In order to address the relevance to humans of these data, we measured in patients with FGFR3-related syndromes the size of the FM. It is established that the size of the FM in ACH patients is reduced (30). Here, we observed that the FM is not only reduced in ACH (32% of the size of controls; P < 0.001) but also in MS (81%; P < 0.01) and CAN patients (53%) (Fig. 4D and E). The degree of alteration of the FM is thus variable in FGFR3-related skeletal diseases and correlated to the severity of abnormal endochondral bone growth and the degree of fusion of the synchondroses.

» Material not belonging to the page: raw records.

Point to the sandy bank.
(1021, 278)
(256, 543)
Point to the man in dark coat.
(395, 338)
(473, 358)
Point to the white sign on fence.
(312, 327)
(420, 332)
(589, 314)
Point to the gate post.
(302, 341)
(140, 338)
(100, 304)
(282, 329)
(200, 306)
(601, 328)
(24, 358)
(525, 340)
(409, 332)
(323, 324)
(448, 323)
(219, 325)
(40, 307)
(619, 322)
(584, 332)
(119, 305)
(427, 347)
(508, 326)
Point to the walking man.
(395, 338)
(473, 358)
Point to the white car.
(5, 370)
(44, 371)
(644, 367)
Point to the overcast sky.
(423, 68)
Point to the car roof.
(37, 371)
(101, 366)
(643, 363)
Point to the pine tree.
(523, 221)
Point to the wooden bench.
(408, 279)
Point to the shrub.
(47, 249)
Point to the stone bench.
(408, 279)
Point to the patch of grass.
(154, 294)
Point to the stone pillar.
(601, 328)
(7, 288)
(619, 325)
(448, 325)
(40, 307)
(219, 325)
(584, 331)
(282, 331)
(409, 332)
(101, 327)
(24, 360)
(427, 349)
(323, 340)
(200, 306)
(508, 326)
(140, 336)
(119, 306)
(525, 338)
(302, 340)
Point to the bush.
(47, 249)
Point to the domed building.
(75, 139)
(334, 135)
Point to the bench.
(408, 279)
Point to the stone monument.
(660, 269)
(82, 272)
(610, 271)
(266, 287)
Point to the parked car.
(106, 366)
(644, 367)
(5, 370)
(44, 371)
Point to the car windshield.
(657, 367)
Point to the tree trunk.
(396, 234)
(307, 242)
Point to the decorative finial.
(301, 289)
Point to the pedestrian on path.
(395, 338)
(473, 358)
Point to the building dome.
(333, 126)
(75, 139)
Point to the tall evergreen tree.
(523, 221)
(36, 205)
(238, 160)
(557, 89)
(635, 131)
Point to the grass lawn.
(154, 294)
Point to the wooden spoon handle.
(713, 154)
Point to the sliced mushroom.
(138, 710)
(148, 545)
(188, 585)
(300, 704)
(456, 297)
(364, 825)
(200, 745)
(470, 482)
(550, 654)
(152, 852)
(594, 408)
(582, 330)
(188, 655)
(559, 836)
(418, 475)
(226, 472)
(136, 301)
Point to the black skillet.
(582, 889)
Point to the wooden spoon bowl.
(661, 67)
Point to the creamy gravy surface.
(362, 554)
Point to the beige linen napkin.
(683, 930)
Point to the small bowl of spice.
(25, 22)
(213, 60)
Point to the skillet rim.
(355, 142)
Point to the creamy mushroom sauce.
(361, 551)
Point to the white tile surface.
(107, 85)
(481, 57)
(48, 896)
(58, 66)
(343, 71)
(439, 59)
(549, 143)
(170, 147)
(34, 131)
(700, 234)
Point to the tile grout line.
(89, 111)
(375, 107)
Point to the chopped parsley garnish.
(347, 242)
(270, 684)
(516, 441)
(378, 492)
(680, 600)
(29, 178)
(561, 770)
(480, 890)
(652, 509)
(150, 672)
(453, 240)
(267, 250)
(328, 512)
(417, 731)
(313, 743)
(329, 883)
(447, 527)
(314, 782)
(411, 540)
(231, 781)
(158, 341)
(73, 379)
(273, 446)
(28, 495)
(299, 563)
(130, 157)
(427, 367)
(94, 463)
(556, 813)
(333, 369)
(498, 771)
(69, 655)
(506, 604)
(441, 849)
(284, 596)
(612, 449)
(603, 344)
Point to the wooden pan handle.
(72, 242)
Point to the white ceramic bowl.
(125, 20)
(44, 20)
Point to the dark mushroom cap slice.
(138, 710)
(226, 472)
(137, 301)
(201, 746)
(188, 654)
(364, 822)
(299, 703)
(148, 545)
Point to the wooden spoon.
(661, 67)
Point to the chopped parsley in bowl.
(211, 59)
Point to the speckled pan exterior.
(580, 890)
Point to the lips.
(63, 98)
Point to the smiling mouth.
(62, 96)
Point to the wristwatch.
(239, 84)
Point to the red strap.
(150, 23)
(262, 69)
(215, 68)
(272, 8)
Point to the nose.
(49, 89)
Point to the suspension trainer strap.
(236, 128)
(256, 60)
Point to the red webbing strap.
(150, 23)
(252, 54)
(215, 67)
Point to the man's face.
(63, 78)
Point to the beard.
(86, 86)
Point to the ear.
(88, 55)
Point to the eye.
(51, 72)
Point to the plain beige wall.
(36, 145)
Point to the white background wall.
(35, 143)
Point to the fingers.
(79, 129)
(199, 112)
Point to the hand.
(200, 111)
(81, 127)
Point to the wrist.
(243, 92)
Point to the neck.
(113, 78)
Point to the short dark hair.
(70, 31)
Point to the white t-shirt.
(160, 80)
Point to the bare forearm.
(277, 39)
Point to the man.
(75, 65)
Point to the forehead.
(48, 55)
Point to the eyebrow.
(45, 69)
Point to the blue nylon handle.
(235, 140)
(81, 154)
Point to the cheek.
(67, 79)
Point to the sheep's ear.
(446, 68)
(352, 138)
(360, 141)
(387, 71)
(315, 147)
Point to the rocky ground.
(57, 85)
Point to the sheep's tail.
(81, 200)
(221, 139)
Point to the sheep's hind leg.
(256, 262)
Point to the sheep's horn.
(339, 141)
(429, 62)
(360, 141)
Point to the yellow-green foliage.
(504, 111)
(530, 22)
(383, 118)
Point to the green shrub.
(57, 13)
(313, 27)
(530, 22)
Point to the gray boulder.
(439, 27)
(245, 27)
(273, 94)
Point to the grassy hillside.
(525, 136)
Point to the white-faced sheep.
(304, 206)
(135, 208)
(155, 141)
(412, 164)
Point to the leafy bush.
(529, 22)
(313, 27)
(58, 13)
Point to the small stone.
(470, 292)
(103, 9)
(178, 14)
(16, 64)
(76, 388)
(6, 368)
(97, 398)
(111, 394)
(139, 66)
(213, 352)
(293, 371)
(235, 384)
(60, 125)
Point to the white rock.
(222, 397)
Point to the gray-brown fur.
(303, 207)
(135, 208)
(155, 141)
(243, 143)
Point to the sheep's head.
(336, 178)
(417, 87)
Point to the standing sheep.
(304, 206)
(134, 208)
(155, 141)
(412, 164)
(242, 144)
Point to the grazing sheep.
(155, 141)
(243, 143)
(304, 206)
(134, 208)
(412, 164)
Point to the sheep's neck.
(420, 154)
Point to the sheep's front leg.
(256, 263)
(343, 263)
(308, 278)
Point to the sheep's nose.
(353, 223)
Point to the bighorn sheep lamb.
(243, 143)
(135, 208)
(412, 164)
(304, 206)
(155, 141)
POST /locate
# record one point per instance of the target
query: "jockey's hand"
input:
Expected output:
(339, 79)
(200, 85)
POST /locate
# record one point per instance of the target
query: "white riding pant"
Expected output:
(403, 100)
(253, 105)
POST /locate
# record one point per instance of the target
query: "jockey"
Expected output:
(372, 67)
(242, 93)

Fgfr3Y367C/+ mice exhibit cerebral alterations as in human pathology
To visualize the cervicomedullary junction at the level of the FM stenosis, we performed magnetic resonance imaging (MRI) of Fgfr3Y367C/+ mice at 3 weeks of age. We observed severe brain alterations (Supplementary Material, Fig. S2A). The brain length was reduced by 20% (P < 0.001), and its height increased by 15% (P < 0.01) reflecting the skull modifications (Supplementary Material, Fig. S2B and C). When analyzing the posterior fossa, the neural structures in mutant mice appeared compressed and distorted when compared with controls. The cerebrospinal fluid (CSF) signal was reduced (Supplementary Material, Fig. S2D), especially at the level of the IV ventricle. No signs of hydrocephalus, ventricular dilation, nor increase of CSF subarachnoid spaces were found in mutant mice.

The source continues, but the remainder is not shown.